Agustina Woodgate
WASH
Wash is a site-specific score and music video composed for a car wash. It will be the first in a new video series that explores the contemporary connections between moving images and transportation, focused at first on car culture and the the contradictions of the automobile in contemporary life. Wash inverts the typical music video creation and distribution process, composing a score to accompany the car wash that will be playable for anyone traveling through the machine. The score will incorporate music and sound that references the ecological, mechanistic and design aspects of car washes, while also incorporating local musical culture and sound from the communities around the car wash venue. The project has three components--an online score publically available as an accompaniment for car wash patrons, an opening concert, and a music video documenting the score available for global viewing. The project is led by visual artist Agustina Woodgate, in collaboration with Miami-based composer and conductor Teddy Abrams, public curator and writer Stephanie Sherman, and Miami-based musicians.

April Dobbins
Alabamaland
Deep in the backwoods of rural Alabama, Herbert Jones, a 94-year-old black man, clings to his 688-acre farm--a farm that was passed along to his slave ancestors from the family’s former slave master. Despite the farm’s unique history and place in the Jones family, urbanization and the lure of the city threatens this way of life. Alabamaland is a documentary that chronicles the day-to-day life on Herbert’s farm, explores the history of small-scale black farmers in the South, and examines the overall state of American farming.

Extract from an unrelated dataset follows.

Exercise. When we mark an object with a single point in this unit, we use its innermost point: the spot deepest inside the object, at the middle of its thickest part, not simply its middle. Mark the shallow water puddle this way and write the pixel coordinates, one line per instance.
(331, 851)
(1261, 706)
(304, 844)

Are there creative ways for this farm to survive? Are Southern communities interested in preserving this way of life, or do the economic struggles of Southern states like Alabama overshadow the preservation of local farm life? What does the future hold for small-scale farmers who have survived so much to keep their land and preserve their way of life? Alabamaland poses these questions and more as it investigates the state of farming in the South.

David Rohn
FELIZX
FELIZX performance-styled video on the life and work of deceased artist Felix Gonzalez Torres, during the last phase of his life, spent on Miami Beach in the early '90's using advice and archival material made available by his roommate of his last years, and best friend since 8th grade at San Jorge School in Puerto Rico, Claudio Gonzalez.

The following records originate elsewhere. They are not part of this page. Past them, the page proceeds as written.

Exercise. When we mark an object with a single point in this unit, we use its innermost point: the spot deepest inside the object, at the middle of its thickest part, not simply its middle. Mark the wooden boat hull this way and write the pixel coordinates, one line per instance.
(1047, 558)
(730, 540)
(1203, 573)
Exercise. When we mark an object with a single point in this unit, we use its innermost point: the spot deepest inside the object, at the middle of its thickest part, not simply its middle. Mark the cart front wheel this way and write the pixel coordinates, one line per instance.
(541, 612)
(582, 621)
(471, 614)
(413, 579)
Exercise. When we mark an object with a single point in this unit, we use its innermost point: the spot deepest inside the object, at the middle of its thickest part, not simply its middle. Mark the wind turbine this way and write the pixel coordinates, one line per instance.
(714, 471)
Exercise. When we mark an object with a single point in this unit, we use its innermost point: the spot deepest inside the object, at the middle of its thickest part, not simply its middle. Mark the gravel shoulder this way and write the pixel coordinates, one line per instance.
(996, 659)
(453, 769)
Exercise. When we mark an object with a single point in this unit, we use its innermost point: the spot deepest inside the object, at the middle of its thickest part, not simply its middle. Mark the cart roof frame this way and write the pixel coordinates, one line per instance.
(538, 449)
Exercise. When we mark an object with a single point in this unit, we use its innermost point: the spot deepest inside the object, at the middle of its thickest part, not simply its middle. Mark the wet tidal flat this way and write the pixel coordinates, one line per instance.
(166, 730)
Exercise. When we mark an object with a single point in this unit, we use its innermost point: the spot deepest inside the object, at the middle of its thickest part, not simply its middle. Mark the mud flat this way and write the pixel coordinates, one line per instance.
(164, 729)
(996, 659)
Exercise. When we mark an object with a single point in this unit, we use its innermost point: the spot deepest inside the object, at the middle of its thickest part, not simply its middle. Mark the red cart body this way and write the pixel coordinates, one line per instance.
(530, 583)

Our focus is the relationship between Felix's highly personal art and his last 6 years spent here in Miami Beach during the peak of the AIDS Epidemic, which claimed his life in 1996, not long before life-saving anti-viral drugs, became available.
The emergent scene on Miami Beach in the late 80's and early '90's, where so many young men gathered to live out there last years, is as inseparable from the death sentence an AIDS diagnosis meant then, as it is from the work Felix created then, before the the anti-viral drugs appeared.

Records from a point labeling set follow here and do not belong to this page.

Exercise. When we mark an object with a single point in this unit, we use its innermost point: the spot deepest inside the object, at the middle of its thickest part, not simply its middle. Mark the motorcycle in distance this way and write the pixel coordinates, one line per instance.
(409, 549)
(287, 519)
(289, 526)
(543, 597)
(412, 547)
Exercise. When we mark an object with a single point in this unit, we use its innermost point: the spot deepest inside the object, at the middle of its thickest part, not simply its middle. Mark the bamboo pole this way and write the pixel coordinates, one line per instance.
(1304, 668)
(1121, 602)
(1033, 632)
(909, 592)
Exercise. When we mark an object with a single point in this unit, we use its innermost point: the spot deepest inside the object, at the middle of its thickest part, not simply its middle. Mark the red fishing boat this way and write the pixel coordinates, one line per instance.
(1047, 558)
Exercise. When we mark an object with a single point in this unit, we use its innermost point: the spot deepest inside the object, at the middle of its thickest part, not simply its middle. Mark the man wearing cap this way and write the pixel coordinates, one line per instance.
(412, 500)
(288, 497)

Our mode of constructing the Piece include choreographed performative vignettes and original music based on the club music of the time and elements that refer directly to his work and South Beach at the time: strung lights, candy, billboards, beaded portieres, Drag Queens and Go-Go Dancers.

Michelle Weinberg
Moving Parts
Moving Parts will assemble 4-5 collaborators from varied disciplines to conceive and produce an original work of theater for a compact, portable stage (approx 4’ x 4’ x 4’). Through a series of meetings and workshops, the company will share ideas and develop set architecture/scene changes, a libretto/text, figurines/props, video/film projections, sound/music/voice and performance. The resulting work will be presented free of charge to the public at venues including public libraries, museums, and non-profits, especially targeting underserved community venues. Meetings will take place at Available Space in Little River, my new studio/exhibition space opening Feb 1. As Artistic Director of Moving Parts, I envision a new production annually, involving different collaborators from all possible disciplines. Moving Parts will present a unique theater of objects, architecture, sound and image using modest economic means. We will develop our own techniques and intimate mechanics, our own stagecraft, to experiment with figuration and abstraction, pictures and language, space and time, narrative and transformation. In a condensed, concentrated way, Moving Parts will expand the art and performance scene here, and be a new platform for artists to express themselves.